This is not your parent’s school nurse’s office.
It was on March 30, at John F. Kennedy High School where teachers, students, elected leaders and officials with the NewYork-Presbyterian Hospital cut the ribbon on a new 21st century school-based health clinic, known as an SBHC.
This is the first time Manhattan-based Presbyterian Hospital set up an SBHC in the Bronx, which hospital officials said is the largest ever built by the international hospital. A clinic located inside the school, the SBHC is already open to all 3000 students who attend one of the eight schools on Kennedy Campus, located at 99 Terrace View Avenue in Kingsbridge.
The new $2.3 million clinic, located in the first floor, is comprised of four dental rooms, four counseling rooms, and a health education room. There’s also the eerily familiar hospital smell wafting through the clinic.
Doctors from Presbyterian and Columbia University’s Mailman School for Public Health are on hand to treat students who experience toothache, stomach or mental aches. Students who visit the clinic don’t need any health insurance to be admitted.
“’More than just Band-Aids’,” quipped Robert Guimento, vice president of NewYork-Presbyterian Hospital’s Ambulatory Care Network.
Other initiatives include reducing the number of teen pregnancies, which Jaclyn Mucaria, senior vice president of Ambulatory Care and Patient Centered Services at NewYork-Presbyterian, said have dropped whenever an SBHC is opened.

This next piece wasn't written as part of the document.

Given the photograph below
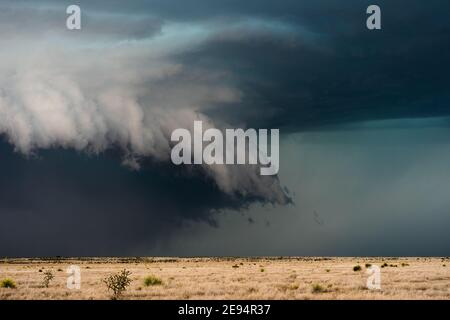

The project combined the efforts of the New York City Department of Education, New York City Department of Health and Mental Hygiene, and NewYork-Presbyterian Hospital. In late 2008, top hospital brass began its effort to open an SBHC. They secured a Health Care Efficiency and Affordability Law grant from the New York State Department of Health. The grant is designed to help build high-tech medical clinics in poor neighborhoods.
“This is one of the largest campuses of any of the schools in the city so there was clearly a glaring need for [a school based health clinic],” said Dr. Robert Kelly, president of the NewYork-Presbyterian hospital.
“We try to stay as much as we can in the local community because we think it’s important that the hospital has a local presence,” said Dr. Kelly.
Since the 1990s SBHC’s have been available to students throughout the city.
“We’ve had reduced emergency room visits, improved attendance at school, and prevented hospitalizations,” said Mucaria. Studies by The National Association for School-Based Health show healthy students are able to focus in school.
With the new SBHC, hospital officials hope students will utilize the services available to them. As for whether NewYork-Presbyterian will open another center in the Bronx, that remains to be seen.